Il était une fois... les larmes d'une maman
Mercredi soir, j'étais couchée dans mon lit. Je me sentais vide. Je venais de passer deux semaines infernales : mon fils malade, ma fille qui avait pris la relève et pour finir en beauté, ils m'avaient tout refilé. Mal de gorge, mal de tête, fièvre, rhume... bref, la totale ! Ça avait été compliqué de m'occuper d'eux alors que je travaillais toute la journée, mais en plus, le médecin m'avait mis en maladie pendant deux jours. J'avais donc pris du retard dans mon travail et alors que mes enfants étaient tranquillement en colonie de vacances, je continuais de subir les répercussions de ces deux semaines de malheur... en faisant des heures supplémentaires. En plus la clim était tombée en panne dans les bureaux, ce qui voulait dire qu'on étouffait tant il faisait chaud. On avait déjà eu deux malaises depuis le début de semaine !
Je soupirai. Que la vie pouvait être injuste !
Sans savoir pourquoi, l'image de mon mari vint s'imposer devant mes paupières closes. Pourquoi pensais-je à lui à ce moment-là ? Je n'en savais rien, mais le fait était que je pensais à lui, même avec une pointe de... nostalgie ? Oh David... est-ce que tout me semblerait aussi compliqué si tu étais à côté de moi ?
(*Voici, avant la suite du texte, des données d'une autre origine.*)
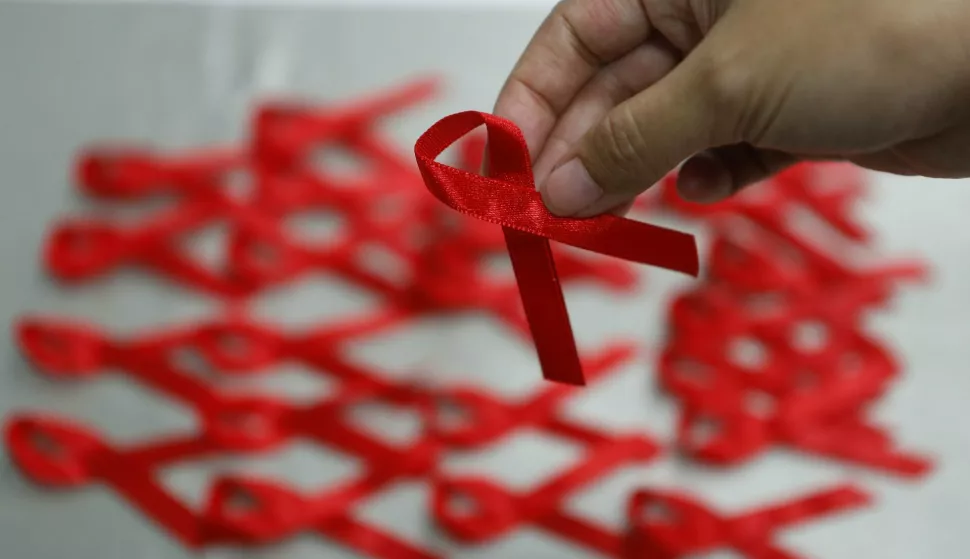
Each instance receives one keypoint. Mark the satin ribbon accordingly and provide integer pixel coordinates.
(508, 197)
(58, 453)
(666, 525)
Je me frottais vigoureusement le visage. Qu'est-ce qui me prenait de me poser genre de questions ? C'était du délire ! J'étais passée au dessus de ça depuis bien longtemps ! Du moins, je le pensais... Et puis bon sang, ce qu'il faisait chaud ici ! Je gigotais dans mon lit, agacée. Puis je laissai mes bras et mes jambes retomber dans un soupir. Je devais être bien fatiguée pour avoir des idées pareilles, il fallait que je dorme.
***
Le lendemain au bureau, j'étais en train de vérifier un dossier sur mon ordinateur, toujours d'humeur maussade. J'avais branché un petit ventilateur dans mon bureau, mais ça ne faisait que brasser de l'air chaud et le bruit me donnait mal à la tête. Soudain, Maxime fit irruption dans la pièce. Je me tournai et vit qu'il était pâle.
« Qu'est-ce que tu as Maxime ? Viens t'asseoir, tu es pâle !
- Je... ne me sens... pas très bien. Vertige... noir... devant les yeux... j'entends plus... beaucoup... »
Oh non, lui aussi était en train de me faire un malaise. Je pris ma bouteille d'eau et lui donnai à boire.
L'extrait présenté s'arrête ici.